Privacy by design takes more effort up front and requires architectural discipline to achieve in a meaningful way across the enterprise. Likewise, many vendors need to support things like just in time token exchange in their systems.
But, just because something is hard, doesn’t mean it isn’t worthwhile.
It is becoming increasingly rare for major data breaches of credit card information to occur. This is a result of legislation and fines, ensuring that businesses are taking this seriously as well as technology systems being improved to no longer require storage (such as card tokenisation for repeat or recurring purchases).
The improvements made relating to card security has been a sustained and collaborative effort by all players in the system.
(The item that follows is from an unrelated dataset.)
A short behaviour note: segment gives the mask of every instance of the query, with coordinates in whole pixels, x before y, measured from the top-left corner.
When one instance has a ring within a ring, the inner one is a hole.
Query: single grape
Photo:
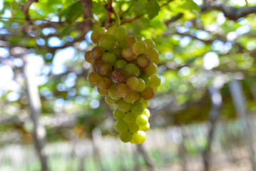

This came by recognising that there was a problem that needed action, and then working through the detail over long periods of time to drive the outcome.
None of this stuff is easy, but as we have seen this week with Qantas and the dismissiveness that still occurs around the disclosure of personal information, we're still some way away from getting everyone to agree that there’s a problem that needs solving here.
I'm hopeful we'll get there eventually, and also hopeful that governments legislate harder to create incentives for organisations to design appropriately. In the same way that environmental and waste laws drive organisational behaviour, if we start treating personal data as a toxic byproduct of digital services then legislation to protect from these byproducts makes sense. Legislation like the GDPR (with the teeth that come from fines) and the CCPA are good examples of a starting point but need to go wider, deeper and have tough fines so the calculus of deterrence makes sense for companies to take action.